PhDs in India

This post is in response to Abi’s post on getting more students to pursue PhD in India.

While I agree with all of the points and suggestions in the original post, I think we are missing some important points. Looking at it as a problem in economics, the effort is to create a market for PhD programs in India. Like with many products, the PhD Program in India needs market makers, quality product, and a demand for the product. Lets looks at each aspect more closely:

Market Makers:

In order to get students in pursue PhD, you need to create a market for PhDs. Currently, there is very little market for PhDs in India. There are a select few openings in academic institutes of repute, and that’s about it when it comes to a real market in India. Granted that more and more industries are looking for PhDs, but are very picky about their recruitment (and rightly so). Additionally, once you get a PhD you become overqualified for most of the jobs in the market, and so you job prospects actually diminish with a PhD. This trend needs to be reversed. Only if PhD is made an attractive prospect will students pursue it.

Quality Product

Even if there is a market, if the product offered is not of quality, then you cant sell the product. The same is true for PhD programs. How many PhD programs in India are actually of international merit? Very very few! I know of people who have graduate with a PhD from Indian universities without a single publication at an international venue! If no result of this person’s work was deemed original and significant by his/her professional community, then how can the entire dissertation be deemed worthy of a PhD by the university? Furthermore, if that is the quality of the PhD, who job prospect can the person expect after graduating?
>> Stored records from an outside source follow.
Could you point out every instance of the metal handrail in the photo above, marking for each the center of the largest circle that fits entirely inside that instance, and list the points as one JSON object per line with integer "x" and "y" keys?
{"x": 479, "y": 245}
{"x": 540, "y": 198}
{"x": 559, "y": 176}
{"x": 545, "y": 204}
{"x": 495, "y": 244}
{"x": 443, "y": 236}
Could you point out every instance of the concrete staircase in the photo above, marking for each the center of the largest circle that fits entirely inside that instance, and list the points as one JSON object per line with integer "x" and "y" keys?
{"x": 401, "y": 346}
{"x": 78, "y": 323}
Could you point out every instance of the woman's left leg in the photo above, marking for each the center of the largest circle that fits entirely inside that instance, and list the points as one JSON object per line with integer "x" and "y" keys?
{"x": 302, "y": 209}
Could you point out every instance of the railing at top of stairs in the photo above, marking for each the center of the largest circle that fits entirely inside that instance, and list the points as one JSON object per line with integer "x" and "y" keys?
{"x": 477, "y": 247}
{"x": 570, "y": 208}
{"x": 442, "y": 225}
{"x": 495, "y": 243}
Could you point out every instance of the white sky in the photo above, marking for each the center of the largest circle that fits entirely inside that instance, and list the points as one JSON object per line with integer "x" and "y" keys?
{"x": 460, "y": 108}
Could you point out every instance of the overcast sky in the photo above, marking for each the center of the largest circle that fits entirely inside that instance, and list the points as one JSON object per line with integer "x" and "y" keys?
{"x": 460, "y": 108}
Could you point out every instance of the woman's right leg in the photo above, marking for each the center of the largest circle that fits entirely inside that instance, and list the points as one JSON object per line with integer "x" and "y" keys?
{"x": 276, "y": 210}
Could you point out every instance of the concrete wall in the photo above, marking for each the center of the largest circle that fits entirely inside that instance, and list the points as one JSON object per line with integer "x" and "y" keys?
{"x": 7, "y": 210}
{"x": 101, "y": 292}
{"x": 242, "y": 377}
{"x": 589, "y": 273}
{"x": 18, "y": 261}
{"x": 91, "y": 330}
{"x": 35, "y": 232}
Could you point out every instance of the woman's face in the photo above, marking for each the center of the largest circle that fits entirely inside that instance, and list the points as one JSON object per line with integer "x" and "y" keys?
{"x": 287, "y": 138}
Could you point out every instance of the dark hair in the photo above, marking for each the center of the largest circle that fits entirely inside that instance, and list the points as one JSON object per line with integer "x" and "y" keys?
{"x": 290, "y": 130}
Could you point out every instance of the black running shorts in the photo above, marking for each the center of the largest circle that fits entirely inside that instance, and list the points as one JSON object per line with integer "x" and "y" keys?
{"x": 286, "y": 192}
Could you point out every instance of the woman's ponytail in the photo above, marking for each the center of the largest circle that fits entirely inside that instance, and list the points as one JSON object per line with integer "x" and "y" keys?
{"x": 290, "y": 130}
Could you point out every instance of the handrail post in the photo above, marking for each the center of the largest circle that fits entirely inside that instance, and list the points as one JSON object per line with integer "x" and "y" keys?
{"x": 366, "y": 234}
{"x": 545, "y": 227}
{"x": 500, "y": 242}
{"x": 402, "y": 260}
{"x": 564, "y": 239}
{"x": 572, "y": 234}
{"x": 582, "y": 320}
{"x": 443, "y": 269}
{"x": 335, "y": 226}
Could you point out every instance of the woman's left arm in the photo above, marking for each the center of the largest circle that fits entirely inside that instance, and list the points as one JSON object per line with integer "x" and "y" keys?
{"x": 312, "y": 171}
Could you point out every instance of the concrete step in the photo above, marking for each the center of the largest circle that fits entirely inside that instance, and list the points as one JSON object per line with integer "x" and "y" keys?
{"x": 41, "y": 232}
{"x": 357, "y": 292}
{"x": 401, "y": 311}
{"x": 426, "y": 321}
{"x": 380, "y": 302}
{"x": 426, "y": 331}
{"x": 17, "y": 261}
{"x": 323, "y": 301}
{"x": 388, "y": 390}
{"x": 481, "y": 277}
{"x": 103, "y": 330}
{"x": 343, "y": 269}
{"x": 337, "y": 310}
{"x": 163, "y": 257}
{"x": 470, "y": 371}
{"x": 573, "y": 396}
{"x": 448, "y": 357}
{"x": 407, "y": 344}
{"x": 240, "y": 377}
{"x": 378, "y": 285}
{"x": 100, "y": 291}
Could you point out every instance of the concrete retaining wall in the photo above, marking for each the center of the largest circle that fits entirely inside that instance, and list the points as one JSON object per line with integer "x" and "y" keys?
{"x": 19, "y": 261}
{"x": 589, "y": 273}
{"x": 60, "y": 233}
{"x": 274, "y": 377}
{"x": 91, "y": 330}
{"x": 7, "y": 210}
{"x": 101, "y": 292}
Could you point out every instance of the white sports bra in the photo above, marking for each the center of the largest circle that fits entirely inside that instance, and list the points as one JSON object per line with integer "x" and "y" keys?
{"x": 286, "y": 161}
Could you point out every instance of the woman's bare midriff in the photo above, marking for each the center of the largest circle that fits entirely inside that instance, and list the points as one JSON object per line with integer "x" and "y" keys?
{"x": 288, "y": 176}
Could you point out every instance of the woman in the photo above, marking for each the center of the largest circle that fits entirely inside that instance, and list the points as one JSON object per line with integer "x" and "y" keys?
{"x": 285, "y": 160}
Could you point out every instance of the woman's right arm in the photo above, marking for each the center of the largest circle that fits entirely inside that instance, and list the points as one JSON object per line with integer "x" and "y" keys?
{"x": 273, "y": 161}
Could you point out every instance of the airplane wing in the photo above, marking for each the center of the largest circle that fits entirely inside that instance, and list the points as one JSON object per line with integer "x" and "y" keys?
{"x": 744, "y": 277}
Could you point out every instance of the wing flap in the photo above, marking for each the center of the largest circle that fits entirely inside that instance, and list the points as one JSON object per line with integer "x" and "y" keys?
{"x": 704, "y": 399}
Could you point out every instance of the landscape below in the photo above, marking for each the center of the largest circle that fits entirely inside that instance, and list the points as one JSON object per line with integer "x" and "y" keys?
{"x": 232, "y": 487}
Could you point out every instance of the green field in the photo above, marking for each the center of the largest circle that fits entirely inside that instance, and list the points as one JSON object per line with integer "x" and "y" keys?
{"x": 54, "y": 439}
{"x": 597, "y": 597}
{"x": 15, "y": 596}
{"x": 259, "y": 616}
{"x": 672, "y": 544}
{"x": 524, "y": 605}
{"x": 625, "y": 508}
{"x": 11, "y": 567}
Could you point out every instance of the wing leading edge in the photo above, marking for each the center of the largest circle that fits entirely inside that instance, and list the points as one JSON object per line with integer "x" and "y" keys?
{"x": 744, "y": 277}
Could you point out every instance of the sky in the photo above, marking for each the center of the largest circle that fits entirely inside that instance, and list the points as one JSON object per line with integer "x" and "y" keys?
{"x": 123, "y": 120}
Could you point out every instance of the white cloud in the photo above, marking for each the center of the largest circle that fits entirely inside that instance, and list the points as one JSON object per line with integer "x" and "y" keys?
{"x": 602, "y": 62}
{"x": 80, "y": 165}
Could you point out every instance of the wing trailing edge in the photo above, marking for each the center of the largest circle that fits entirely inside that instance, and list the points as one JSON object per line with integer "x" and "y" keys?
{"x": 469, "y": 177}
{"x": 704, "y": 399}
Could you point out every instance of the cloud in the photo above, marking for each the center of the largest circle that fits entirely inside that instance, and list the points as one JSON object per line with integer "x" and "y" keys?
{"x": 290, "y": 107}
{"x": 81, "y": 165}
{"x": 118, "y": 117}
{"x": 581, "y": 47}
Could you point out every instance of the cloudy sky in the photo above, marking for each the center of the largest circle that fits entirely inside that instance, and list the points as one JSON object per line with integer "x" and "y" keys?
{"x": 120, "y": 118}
But in order to produce quality PhDs, you need to recruit quality PhDs to begin with. Its not easy, its expensive, but its got to be done. There are so many Indians with PhDs abroad who want to return to India. All you need to do is provide them with a venue for research, with good funding and competitive pay and you can get them. But a sincere effort needs to be made to recruit and retain such researchers.

There needs to be a quality control mechanism within the PhD program and the local professional community to ensure that PhD students do produce quality results. It could be anything from mandating publications in international venues, to holding conferences and symposiums on high-quality research being done nationally/locally.

There needs to be encouragement for research through independence, autonomy, authority, and responsibility.

Demand for the product

You have a market for PhD programs, you have quality programs in place. You still need a demand for these programs. Here’s where marketing, prospecting comes in. It is very important the students are educated about higher degrees, their requirements, benefits, and future prospects. There needs to be massive talent scouting with pin pointed, personal hard-sell efforts by each educational institution to recruit select PhD candidates in each program who can help establish and flourish the institutes’ reputation, profile, and research potential.

Recruitment alone is not sufficient, retention is equally important. Given that the program is already of high quality, the best way to retain good PhD students is best described in Abi’s original post.

Until we have these basics taken care of, no amount of effort on funding, industry participation, etc. is going to help us get more PhDs of decent quality.